Cascading 3.0 Future-Proofs Data-Centric Application Development on Hadoop

Cascading 3.0 Future-Proofs Data-Centric Application Development on Hadoop

Joyce Wells, Database Trends and Applications
May 13, 2014

Concurrent, Inc., the company behind Cascading, an open source application development framework for building data applications on Hadoop, has announced Cascading 3.0, which CEO Gary Nakamura says will give enterprises the flexibility to build their data-oriented applications on Hadoop once, and then run the applications on the platform that best meets their business needs.

Cascading is very focused around reliable and reusable tools to build data products but also give users with varying skill sets the freedom to solve problems, said Nakamura.

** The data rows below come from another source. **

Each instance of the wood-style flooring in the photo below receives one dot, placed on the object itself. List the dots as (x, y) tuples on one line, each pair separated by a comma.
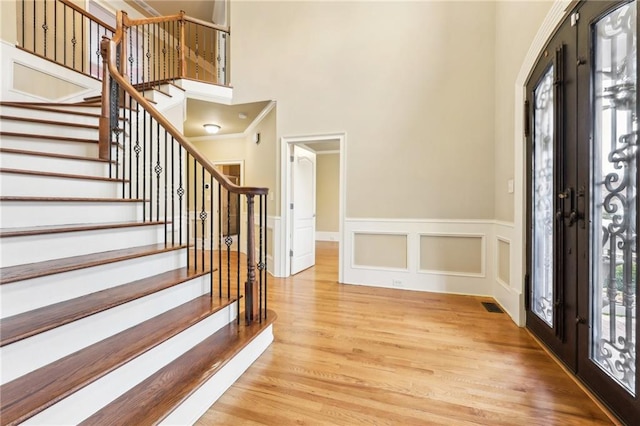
[(349, 355)]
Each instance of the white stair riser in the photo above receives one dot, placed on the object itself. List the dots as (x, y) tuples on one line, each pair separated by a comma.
[(51, 186), (49, 115), (53, 165), (190, 410), (92, 398), (29, 354), (37, 248), (26, 295), (51, 146), (48, 129), (27, 213)]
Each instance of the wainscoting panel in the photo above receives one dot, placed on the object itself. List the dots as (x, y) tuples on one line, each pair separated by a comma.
[(403, 254)]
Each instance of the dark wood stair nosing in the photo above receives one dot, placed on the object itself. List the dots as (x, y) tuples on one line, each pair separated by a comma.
[(12, 274), (153, 399), (61, 175), (35, 107), (54, 155), (45, 386), (31, 323), (58, 229), (52, 138), (49, 122)]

“Cascading 3.0 will allow applications to execute on whatever fabric that we support, and that end users want to run on, through our new query planner – that means that an application that was written 2 years ago and that solves a particular business problem for an end user can very quickly be migrated over to a newer fabric like Apache Tez or Apache Spark,” Nakamura said. “Enterprise users can write an application once and deploy on whatever fabric they would like depending on what the business problem is.”

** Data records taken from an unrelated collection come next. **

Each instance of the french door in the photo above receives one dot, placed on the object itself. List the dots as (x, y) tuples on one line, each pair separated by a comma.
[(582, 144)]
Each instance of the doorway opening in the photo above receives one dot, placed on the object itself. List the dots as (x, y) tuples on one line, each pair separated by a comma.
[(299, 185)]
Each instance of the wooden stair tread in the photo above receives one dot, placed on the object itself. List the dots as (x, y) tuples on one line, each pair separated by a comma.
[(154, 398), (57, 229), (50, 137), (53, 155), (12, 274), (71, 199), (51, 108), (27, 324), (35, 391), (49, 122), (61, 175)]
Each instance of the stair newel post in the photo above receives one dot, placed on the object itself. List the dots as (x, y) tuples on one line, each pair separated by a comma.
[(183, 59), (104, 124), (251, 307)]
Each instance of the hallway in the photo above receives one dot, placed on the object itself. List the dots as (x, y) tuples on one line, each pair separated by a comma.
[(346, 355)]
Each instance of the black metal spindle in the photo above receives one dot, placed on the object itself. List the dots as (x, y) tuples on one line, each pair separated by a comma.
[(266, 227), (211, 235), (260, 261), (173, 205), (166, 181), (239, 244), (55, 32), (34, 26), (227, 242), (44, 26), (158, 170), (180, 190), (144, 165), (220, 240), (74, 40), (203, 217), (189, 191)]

The added migration flexibility is critical for the Hadoop community, says Nakamura. For existing customers, it means ease of migration to new computation platforms with very little effort. Longer term, it is important for mainstream adoption because the rapid innovation that is happening inside of Hadoop is causing some enterprises to sit on the sidelines, concerned that it is too complex, and if they build an application now and a platform is changed, they will have to do a complete rebuild.

“What we are providing is a standard way to develop data-centric applications without the risk of having to rewrite those applications when distributions or the providers of the computation engines underneath it change direction one day.”

Cascading 3.0 will ship with support for local in-memory, Apache MapReduce, and Apache Tez. Shortly after, support will be added for Apache Spark, Apache Storm and others through the new pluggable and customizable query planner.

Third-party products, data applications, frameworks and dynamic programming languages built on Cascading will benefit from this portability, according to the company. Cascading offers compatibility with all major Hadoop vendors and service providers including Altiscale, Amazon EMR, Cloudera, Hortonworks, Intel, MapR and Qubole, as well as others.

Cascading is used by enterprise Java developers first and foremost, but Concurrent offers interfaces that allow users working with R, MicroStrategy, or SAS to take their predictive models and deploy them on Hadoop. “We also have a SQL interface so SQL end users and anyone who knows how to program with SQL can leverage Cascading,” said Nakamura.

Concurrent also recently announced strategic industry partnerships with Hortonworks and Databricks, and new product innovation with the introduction of Driven, its flagship product that provides application performance management for data-centric applications from development through production.

Cascading version 3.0 will be available in early summer and freely licensable under the Apache 2.0 License Agreement. Concurrent also offers standard and premium support subscriptions for enterprise use.